Jan 112013
 

« Nous, petits poissons, qui tenons notre nom de notre « ichthys* » Jésus-Christ, nous naissons dans l’eau et ce n’est qu’en demeurant en elle que nous sommes sauvés ». Tertullien. Traité sur le Baptême I,3

Aux bergers, habitués à la tradition juive et croyant aux créatures célestes, Dieu avait envoyé des anges afin de délivrer le message de la Bonne Nouvelle de la naissance de son Fils. Aux mages, païens, Dieu leur avait envoyé une étoile, signe qu’ils étaient en mesure de reconnaître. Mais maintenant c’est l’Esprit qui atteste de la divinité du Fils en venant reposer sur son humanité. Quel plus beau témoin sera jamais donné que Dieu lui-même.

Avec cette manifestation, cette théophanie, point n’est besoin de lire le reste de l’Evangile, tout est dit : « c’est toi mon Fils bien-aimé en toi j’ai mis tout mon amour ». Dans cette scène nous avons la plénitude de la Révélation qui nous est offerte. Il nous est révélé que Dieu est Père et qu’il est le Père d’un Fils qu’il aime parfaitement et que cet amour est si grand qu’il est lui-même personnel et s’appelle l’Esprit. L’Esprit Saint, troisième personne de la Trinité est la personne qui fait le lien entre le Père et le Fils. Mais tout cela ne peut s’arrêter ainsi.

Le Fils n’est pas venu simplement, si j’ose dire, pour nous révéler qui est Dieu dans la Trinité des personnes. Il est venu nous entraîner avec lui dans cette circumincession d’amour, et par son humanité, comme le dit saint Athanase, il nous porte tous dans son corps. Il va rétablir définitivement, lui l’Adam ultime, les liens entre l’homme et Dieu. Désormais pour avoir part à la vie éternelle, il faut devenir fils à notre tour. Il faut que nous devenions par grâce ce qu’il est par nature. Et cela ne peut se faire qu’à travers le baptême que nous recevons.

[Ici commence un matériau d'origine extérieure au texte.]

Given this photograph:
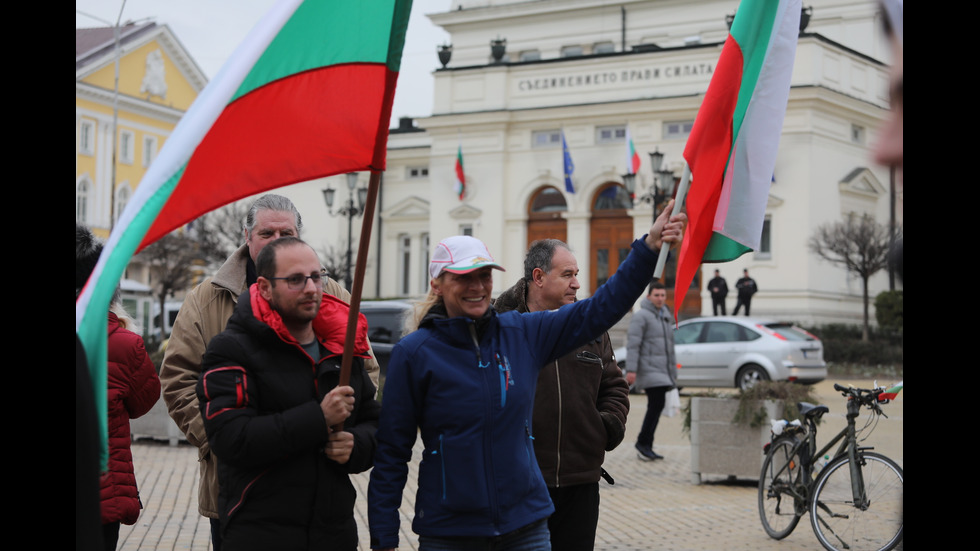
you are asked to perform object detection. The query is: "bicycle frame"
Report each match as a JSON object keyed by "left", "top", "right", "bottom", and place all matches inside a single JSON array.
[{"left": 777, "top": 400, "right": 874, "bottom": 512}]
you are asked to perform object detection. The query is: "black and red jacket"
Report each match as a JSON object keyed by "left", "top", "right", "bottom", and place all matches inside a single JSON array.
[{"left": 197, "top": 285, "right": 380, "bottom": 549}]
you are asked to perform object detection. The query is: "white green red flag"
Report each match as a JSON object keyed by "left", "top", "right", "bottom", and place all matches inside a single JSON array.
[
  {"left": 454, "top": 144, "right": 466, "bottom": 201},
  {"left": 626, "top": 124, "right": 640, "bottom": 174},
  {"left": 75, "top": 0, "right": 412, "bottom": 467},
  {"left": 674, "top": 0, "right": 801, "bottom": 314}
]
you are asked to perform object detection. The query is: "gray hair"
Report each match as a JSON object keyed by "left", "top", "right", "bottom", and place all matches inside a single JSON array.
[
  {"left": 244, "top": 193, "right": 303, "bottom": 236},
  {"left": 524, "top": 239, "right": 571, "bottom": 281}
]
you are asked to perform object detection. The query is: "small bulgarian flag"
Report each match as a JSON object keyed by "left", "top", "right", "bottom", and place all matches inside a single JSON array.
[
  {"left": 878, "top": 381, "right": 905, "bottom": 402},
  {"left": 75, "top": 0, "right": 412, "bottom": 468},
  {"left": 455, "top": 144, "right": 466, "bottom": 201},
  {"left": 674, "top": 0, "right": 801, "bottom": 314},
  {"left": 626, "top": 124, "right": 640, "bottom": 174}
]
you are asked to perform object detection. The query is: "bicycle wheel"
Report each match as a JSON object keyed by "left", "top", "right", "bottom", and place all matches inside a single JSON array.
[
  {"left": 810, "top": 452, "right": 905, "bottom": 551},
  {"left": 759, "top": 438, "right": 805, "bottom": 540}
]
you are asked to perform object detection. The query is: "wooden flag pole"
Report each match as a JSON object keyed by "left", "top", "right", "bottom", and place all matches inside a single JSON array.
[
  {"left": 653, "top": 163, "right": 691, "bottom": 279},
  {"left": 333, "top": 170, "right": 381, "bottom": 432}
]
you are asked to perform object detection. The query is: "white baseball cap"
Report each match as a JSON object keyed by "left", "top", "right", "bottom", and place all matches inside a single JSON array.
[{"left": 429, "top": 235, "right": 506, "bottom": 279}]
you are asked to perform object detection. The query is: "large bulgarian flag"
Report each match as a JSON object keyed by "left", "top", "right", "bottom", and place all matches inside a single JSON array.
[
  {"left": 75, "top": 0, "right": 412, "bottom": 468},
  {"left": 674, "top": 0, "right": 801, "bottom": 314}
]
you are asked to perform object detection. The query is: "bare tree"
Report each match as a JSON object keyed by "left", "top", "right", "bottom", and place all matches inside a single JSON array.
[
  {"left": 137, "top": 229, "right": 223, "bottom": 336},
  {"left": 317, "top": 245, "right": 354, "bottom": 288},
  {"left": 808, "top": 213, "right": 901, "bottom": 341},
  {"left": 190, "top": 201, "right": 249, "bottom": 267}
]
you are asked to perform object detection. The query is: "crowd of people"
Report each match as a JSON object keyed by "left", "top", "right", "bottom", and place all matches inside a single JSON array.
[{"left": 76, "top": 0, "right": 904, "bottom": 550}]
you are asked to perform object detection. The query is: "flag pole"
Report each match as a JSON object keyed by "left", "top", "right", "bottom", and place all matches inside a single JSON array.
[
  {"left": 653, "top": 162, "right": 691, "bottom": 279},
  {"left": 332, "top": 170, "right": 381, "bottom": 432}
]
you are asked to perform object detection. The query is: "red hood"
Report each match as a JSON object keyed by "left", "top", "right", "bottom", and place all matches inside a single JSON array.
[{"left": 248, "top": 284, "right": 369, "bottom": 358}]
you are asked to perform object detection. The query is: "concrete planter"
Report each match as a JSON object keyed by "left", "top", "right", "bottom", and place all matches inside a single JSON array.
[
  {"left": 691, "top": 396, "right": 782, "bottom": 484},
  {"left": 129, "top": 397, "right": 187, "bottom": 446}
]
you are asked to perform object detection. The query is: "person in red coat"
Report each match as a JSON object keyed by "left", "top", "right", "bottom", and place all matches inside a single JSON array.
[
  {"left": 75, "top": 224, "right": 160, "bottom": 550},
  {"left": 101, "top": 312, "right": 160, "bottom": 549}
]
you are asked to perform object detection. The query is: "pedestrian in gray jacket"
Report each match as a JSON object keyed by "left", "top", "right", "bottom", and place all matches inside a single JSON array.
[{"left": 626, "top": 281, "right": 677, "bottom": 461}]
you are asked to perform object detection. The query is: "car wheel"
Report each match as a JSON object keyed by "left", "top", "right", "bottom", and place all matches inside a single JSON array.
[{"left": 735, "top": 364, "right": 769, "bottom": 391}]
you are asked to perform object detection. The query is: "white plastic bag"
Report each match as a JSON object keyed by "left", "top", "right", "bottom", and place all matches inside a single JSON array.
[{"left": 661, "top": 388, "right": 681, "bottom": 417}]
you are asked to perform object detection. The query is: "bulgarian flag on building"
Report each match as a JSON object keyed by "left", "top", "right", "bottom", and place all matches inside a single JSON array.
[
  {"left": 626, "top": 124, "right": 640, "bottom": 174},
  {"left": 674, "top": 0, "right": 801, "bottom": 313},
  {"left": 453, "top": 144, "right": 466, "bottom": 201},
  {"left": 75, "top": 0, "right": 412, "bottom": 467}
]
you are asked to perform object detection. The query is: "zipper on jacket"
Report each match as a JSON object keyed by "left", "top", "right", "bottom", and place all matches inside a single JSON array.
[
  {"left": 431, "top": 434, "right": 446, "bottom": 501},
  {"left": 468, "top": 321, "right": 490, "bottom": 367},
  {"left": 556, "top": 360, "right": 562, "bottom": 488},
  {"left": 496, "top": 352, "right": 514, "bottom": 409}
]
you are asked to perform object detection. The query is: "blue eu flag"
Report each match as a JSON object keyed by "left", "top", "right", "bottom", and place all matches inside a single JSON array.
[{"left": 561, "top": 130, "right": 575, "bottom": 193}]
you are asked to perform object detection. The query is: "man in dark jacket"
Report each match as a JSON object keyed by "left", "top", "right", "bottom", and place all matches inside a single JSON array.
[
  {"left": 708, "top": 270, "right": 728, "bottom": 316},
  {"left": 197, "top": 237, "right": 380, "bottom": 551},
  {"left": 732, "top": 270, "right": 759, "bottom": 316},
  {"left": 494, "top": 239, "right": 629, "bottom": 551}
]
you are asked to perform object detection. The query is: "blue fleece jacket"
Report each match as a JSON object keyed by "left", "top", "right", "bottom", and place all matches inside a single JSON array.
[{"left": 368, "top": 240, "right": 657, "bottom": 549}]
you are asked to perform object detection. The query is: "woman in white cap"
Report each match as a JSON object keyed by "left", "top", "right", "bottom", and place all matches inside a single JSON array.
[{"left": 368, "top": 207, "right": 686, "bottom": 551}]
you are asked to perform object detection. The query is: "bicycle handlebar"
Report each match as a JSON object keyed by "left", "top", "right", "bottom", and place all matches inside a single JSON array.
[{"left": 834, "top": 383, "right": 891, "bottom": 413}]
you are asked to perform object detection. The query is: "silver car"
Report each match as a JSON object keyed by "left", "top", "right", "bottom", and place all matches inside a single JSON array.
[{"left": 615, "top": 316, "right": 827, "bottom": 390}]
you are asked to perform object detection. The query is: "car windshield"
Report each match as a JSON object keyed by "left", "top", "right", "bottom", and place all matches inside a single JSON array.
[
  {"left": 765, "top": 323, "right": 817, "bottom": 341},
  {"left": 361, "top": 309, "right": 405, "bottom": 344}
]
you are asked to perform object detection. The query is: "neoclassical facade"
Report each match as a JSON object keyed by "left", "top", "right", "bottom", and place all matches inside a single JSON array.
[
  {"left": 75, "top": 22, "right": 207, "bottom": 328},
  {"left": 272, "top": 0, "right": 901, "bottom": 323}
]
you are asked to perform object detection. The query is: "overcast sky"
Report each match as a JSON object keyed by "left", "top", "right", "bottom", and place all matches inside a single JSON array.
[{"left": 75, "top": 0, "right": 450, "bottom": 121}]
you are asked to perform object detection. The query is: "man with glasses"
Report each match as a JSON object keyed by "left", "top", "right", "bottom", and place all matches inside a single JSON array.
[
  {"left": 197, "top": 237, "right": 380, "bottom": 550},
  {"left": 160, "top": 193, "right": 378, "bottom": 551}
]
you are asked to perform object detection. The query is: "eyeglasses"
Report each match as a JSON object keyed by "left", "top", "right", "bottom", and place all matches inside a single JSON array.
[{"left": 266, "top": 272, "right": 327, "bottom": 291}]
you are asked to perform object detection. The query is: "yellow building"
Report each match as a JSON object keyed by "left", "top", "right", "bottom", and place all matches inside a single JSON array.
[
  {"left": 75, "top": 22, "right": 207, "bottom": 335},
  {"left": 75, "top": 22, "right": 207, "bottom": 238}
]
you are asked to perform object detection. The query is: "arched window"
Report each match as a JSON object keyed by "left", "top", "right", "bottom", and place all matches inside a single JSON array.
[
  {"left": 113, "top": 182, "right": 133, "bottom": 223},
  {"left": 75, "top": 178, "right": 92, "bottom": 224},
  {"left": 527, "top": 186, "right": 568, "bottom": 245},
  {"left": 589, "top": 182, "right": 634, "bottom": 293}
]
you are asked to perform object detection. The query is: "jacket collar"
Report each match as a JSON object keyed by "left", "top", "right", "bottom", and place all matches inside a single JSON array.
[
  {"left": 640, "top": 297, "right": 669, "bottom": 319},
  {"left": 493, "top": 278, "right": 528, "bottom": 314},
  {"left": 239, "top": 284, "right": 368, "bottom": 358},
  {"left": 211, "top": 245, "right": 252, "bottom": 301}
]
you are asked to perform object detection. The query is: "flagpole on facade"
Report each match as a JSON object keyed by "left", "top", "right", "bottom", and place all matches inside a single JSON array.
[
  {"left": 333, "top": 170, "right": 381, "bottom": 431},
  {"left": 653, "top": 163, "right": 691, "bottom": 279}
]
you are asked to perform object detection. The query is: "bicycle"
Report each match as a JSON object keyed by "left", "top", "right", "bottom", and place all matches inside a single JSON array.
[{"left": 759, "top": 383, "right": 904, "bottom": 551}]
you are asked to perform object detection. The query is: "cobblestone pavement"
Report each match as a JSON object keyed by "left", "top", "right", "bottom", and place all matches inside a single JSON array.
[{"left": 119, "top": 381, "right": 905, "bottom": 551}]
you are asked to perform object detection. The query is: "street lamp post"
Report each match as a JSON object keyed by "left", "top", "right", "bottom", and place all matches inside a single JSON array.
[
  {"left": 323, "top": 172, "right": 367, "bottom": 291},
  {"left": 623, "top": 148, "right": 674, "bottom": 221}
]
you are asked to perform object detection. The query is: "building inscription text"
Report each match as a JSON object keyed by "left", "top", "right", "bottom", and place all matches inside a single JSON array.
[{"left": 517, "top": 63, "right": 713, "bottom": 92}]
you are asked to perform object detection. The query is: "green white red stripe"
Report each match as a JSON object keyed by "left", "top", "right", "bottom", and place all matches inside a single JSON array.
[
  {"left": 75, "top": 0, "right": 412, "bottom": 470},
  {"left": 674, "top": 0, "right": 800, "bottom": 311},
  {"left": 626, "top": 124, "right": 640, "bottom": 174},
  {"left": 454, "top": 144, "right": 466, "bottom": 201}
]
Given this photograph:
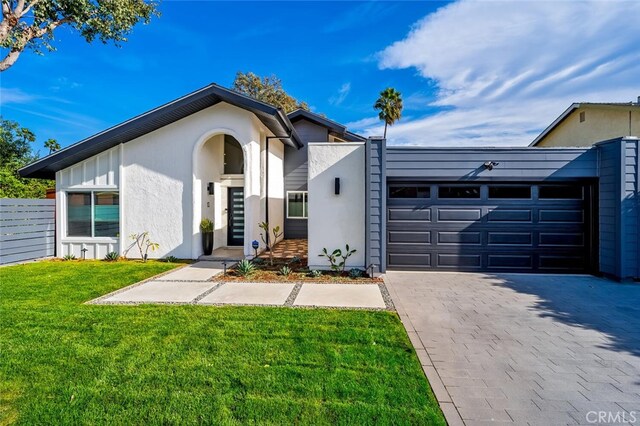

Par cet acte fondamental qui nous fait entrer dans l’Eglise nous devenons fils à notre tour nous participons de l’Esprit qui reposait sur l’humanité du Fils et qu’Il a bien voulu nous communiquer de la part du Père.

Abbé Alexis de Monts

 *Ichthys : poisson (en grec) : acrostiche qui doit se comprendre ainsi : Ièsous christos théou hyos sôter, Jésus-Christ Fils de Dieu Sauveur.